We have developed a rule for shopping that seems to serve us well as a whole family: Whenever we are shopping and we see something we hadn’t planned to buy, we invoke “The Fortnight Rule.” We go home and wait 14 days before deciding if it is something we want or need.

This rule even created a tradition: In the early days, the boys thought a fortnight was a night spent in a fort out in our backyard. From time to time, they will have a backyard campout at some time during the 14 days. It is a custom they love.

So very much of what we want to teach our children is the deep and meaningful value of community and experience over possessions. As an exercise in this direction, the boys have organized a few fund-raisers for special projects: garage sales, puppet shows and a dog-walking service one summer.

Children are practical. We fear that they will worry and feel sad when shown the world’s greatest needs, but much more often their response is action. They love being able to do something. They love to help.

There is much we can learn from children about the way in which they view the world. Presented with the enormity of human suffering across the globe, the typical adult might say, “What can we possibly do that would make a difference? The problem is too huge.” Children have more wisdom in this instance. Their usual response is more along the lines of, “Let’s do something.”

There is a story of a woman who came upon an old man while walking on a beach early one morning. She was amazed to see the shoreline littered with hundreds of starfish that had washed up and were dying in the morning sun, deprived of the seawater they needed for life. The old man was picking up the starfish, one at a time, and carrying them down to throw them back into the ocean.

The woman approached him and said, “Why do you even try?
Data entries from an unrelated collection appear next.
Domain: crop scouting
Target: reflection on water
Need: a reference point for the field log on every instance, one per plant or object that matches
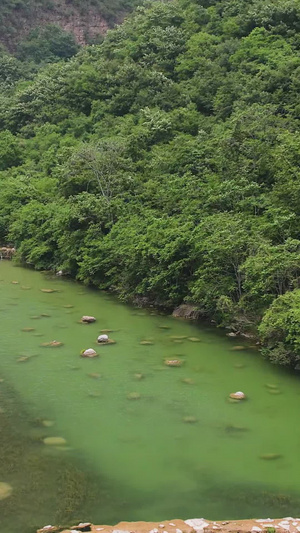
(124, 436)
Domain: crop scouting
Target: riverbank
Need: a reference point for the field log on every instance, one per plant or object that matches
(200, 525)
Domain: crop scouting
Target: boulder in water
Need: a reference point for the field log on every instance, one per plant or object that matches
(86, 319)
(133, 396)
(173, 362)
(48, 291)
(90, 352)
(54, 441)
(270, 456)
(190, 420)
(52, 344)
(102, 338)
(237, 395)
(5, 490)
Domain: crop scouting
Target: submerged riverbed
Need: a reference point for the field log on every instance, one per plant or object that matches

There are far too many. You’ll never get them all. Your efforts are noble, but they just don’t matter.”

The old man looked down at the starfish in his hand and flung it into the water.
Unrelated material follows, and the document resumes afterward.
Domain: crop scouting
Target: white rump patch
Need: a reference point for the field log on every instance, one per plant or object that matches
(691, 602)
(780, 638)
“It mattered to that one,” the old man said. “It mattered to him.”

Child-friendly Nonprofits
by Pat McCloskey, O.F.M.

FOR FAMILIES interested in donating such gifts, four popular organizations are the Heifer Project, World Vision, the Christian Appalachian Project and Catholic Relief Services. Each agency has an online catalog and is a 501(c)(3) nonprofit, accredited by the Better Business Bureau and similar groups.
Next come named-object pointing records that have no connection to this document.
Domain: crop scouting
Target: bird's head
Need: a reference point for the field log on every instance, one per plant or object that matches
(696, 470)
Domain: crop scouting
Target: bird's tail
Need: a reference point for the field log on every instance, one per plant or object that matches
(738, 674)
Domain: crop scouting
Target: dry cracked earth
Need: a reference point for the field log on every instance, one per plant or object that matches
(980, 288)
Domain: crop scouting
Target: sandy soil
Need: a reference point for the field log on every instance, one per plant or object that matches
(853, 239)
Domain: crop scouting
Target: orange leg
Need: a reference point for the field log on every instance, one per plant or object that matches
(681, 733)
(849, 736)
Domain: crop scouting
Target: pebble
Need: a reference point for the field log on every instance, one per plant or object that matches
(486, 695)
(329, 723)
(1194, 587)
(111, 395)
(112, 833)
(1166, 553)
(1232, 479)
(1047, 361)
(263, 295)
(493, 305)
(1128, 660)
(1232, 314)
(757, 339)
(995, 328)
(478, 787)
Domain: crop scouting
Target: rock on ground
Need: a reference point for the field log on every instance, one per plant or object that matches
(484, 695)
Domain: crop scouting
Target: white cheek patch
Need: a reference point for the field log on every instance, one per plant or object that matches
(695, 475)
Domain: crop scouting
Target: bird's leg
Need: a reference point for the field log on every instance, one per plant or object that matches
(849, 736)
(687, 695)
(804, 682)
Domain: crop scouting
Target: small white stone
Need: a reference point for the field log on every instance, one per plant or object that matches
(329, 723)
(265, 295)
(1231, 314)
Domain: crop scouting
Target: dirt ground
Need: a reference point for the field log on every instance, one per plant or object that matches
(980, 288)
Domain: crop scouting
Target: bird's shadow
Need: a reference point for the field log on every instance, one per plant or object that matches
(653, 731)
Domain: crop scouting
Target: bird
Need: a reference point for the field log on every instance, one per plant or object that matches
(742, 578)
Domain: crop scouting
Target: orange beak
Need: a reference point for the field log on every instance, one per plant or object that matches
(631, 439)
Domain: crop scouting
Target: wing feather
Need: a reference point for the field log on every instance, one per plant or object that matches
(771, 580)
Heifer Project (www.heifer.org) began in 1944 when 17 heifers were sent from York, Pennsylvania, to Puerto Rico. The program now includes 128 countries in Africa, Asia, the South Pacific, Central and Eastern Europe and North America. Recipients agree to “pass on the gift” by sharing the offspring of gift animals to further the group’s goal of sustainable development. Heifer Project is headquartered in Little Rock, Arkansas.

World Vision (www.worldvision.org) sponsors more than 500,000 children in almost 100 countries in Africa, Latin America/Caribbean and Asia, as well as the Middle East and Eastern Europe. Its disaster relief and other programs reach almost 100 million people. This Christian, humanitarian organization began in 1950 and is headquartered in Federal Way, Washington.

The Christian Appalachian Project (www.christianapp.org) was begun in 1964 by Father Ralph Beiting and is an interdenominational, nonprofit Christian organization serving people in need in Appalachia by providing physical, spiritual and emotional support through a wide variety of programs and services. One of its services is a store that sells locally made products, aiding the economy of that region. It is headquartered in Hagerhill, Kentucky (near Lexington).

Catholic Relief Services (http://gifts.crs.org) assists people in over 100 countries, regardless of race, religion or nationality. CRS provides emergency aid and seed money for self-sufficiency projects regarding food, education and health care. It is the official international humanitarian agency of the U.S. Catholic community. Begun in 1943, CRS is headquartered in Baltimore, Maryland.

 

Linda McCullough Moore is the author of The Distance Between (Soho Press), as well as some 300 stories and essays. She also teaches creative writing in Northampton, Massachusetts.